Il s'agit pour l'auteur de la dénomination d’un « courant », mais F. Moriconi-Ebrard évoque également l'existence d'une « école de géographie quantitative ». Si la dimension méthodologique y est explicitée, la dimension théorique est sous-jacente (« affirmation de la scientificité de la géographie »). L'amalgame entre « géographie quantitative » et « géographie théorique et quantitative » est plus net encore ici :

« L’école de géographie quantitative a connu son essor aux États-Unis. Elle a pénétré en Angleterre dans les années 1960-1970 et en France dans les années 1970-1980. La géographie quantitative est rejetée par de nombreux géographes, non pas pour le recours à la formalisation mais en raison de la tentation, chez certains quantitativistes, de reconnaître la primauté des lois « naturelles » sur les logiques sociales. » (Moriconi-Ebrard, 2003, p. 757)

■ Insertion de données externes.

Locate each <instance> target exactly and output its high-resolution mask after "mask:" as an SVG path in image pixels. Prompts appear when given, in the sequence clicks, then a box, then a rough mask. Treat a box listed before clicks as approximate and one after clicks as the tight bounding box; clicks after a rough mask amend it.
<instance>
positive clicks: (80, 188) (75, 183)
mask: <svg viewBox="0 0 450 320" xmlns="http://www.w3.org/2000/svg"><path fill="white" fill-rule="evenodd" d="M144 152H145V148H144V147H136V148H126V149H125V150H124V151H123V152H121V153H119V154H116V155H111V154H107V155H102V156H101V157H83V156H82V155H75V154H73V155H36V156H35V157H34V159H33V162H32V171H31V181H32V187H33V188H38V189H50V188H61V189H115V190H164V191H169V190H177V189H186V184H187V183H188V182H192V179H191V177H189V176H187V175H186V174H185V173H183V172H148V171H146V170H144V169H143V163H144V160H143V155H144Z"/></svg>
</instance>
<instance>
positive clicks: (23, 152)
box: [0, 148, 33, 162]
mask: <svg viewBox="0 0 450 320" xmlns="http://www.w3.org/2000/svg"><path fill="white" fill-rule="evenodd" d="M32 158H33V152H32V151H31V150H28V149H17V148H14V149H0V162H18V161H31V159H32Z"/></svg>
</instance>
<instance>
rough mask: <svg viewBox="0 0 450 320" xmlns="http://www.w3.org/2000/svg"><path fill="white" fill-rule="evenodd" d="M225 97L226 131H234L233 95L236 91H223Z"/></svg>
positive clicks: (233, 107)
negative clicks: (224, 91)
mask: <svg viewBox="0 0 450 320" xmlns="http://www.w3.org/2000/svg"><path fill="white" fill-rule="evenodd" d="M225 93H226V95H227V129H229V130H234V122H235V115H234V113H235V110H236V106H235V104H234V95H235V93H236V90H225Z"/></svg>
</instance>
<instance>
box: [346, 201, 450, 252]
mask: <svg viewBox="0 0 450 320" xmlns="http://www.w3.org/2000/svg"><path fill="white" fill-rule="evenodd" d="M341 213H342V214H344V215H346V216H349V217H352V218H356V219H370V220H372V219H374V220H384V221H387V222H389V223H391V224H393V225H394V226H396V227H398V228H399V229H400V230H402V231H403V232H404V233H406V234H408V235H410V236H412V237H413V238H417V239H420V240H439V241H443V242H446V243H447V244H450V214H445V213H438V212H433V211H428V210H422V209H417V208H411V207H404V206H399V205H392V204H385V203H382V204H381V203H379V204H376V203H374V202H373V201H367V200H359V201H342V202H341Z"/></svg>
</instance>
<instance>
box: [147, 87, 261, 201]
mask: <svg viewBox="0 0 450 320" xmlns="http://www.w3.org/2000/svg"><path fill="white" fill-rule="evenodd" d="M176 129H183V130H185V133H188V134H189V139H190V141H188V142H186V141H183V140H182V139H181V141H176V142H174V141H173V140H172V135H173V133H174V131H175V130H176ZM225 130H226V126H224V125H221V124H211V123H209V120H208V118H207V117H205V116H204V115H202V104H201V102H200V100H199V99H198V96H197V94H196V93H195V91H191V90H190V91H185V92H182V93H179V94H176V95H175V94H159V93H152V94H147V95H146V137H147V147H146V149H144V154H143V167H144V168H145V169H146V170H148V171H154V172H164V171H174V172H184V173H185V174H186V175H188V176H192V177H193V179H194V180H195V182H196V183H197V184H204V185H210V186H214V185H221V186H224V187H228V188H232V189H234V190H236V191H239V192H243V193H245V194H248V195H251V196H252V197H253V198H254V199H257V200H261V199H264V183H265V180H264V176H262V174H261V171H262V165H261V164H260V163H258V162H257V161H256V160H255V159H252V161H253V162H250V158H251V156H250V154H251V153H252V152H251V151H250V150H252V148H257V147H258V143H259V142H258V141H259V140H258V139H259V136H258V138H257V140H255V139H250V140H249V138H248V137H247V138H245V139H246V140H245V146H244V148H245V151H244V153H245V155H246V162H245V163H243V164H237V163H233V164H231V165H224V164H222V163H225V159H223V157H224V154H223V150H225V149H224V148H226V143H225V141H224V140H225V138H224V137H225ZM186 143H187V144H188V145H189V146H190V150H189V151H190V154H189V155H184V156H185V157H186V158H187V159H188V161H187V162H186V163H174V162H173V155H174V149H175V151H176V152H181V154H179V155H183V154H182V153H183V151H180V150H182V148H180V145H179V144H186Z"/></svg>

L'auteur affirme dans cet article qu’« une des démarches couramment associée à la géographie quantitative est la modélisation ». Dans le petit paragraphe sur la modélisation, l'auteur parle à plusieurs reprises de « théorie » (4 occurrences), nouvelle preuve que « géographie quantitative » comprend pour l’auteur une facette « théorie » dont la modélisation fait partie.

Ce premier mot-source mérite donc d’être retenu puisque les dictionnaires qui le citent l’identifient bien au mouvement, qu’ils l’ignorent délibérément (rappelons que Pierre George (1972) a par ailleurs publié un article intitulé « l’illusion quantitative en géographie » dans les Mélanges offerts au Professeur A. Meynier), ou qu’ils y soient favorables ou opposés.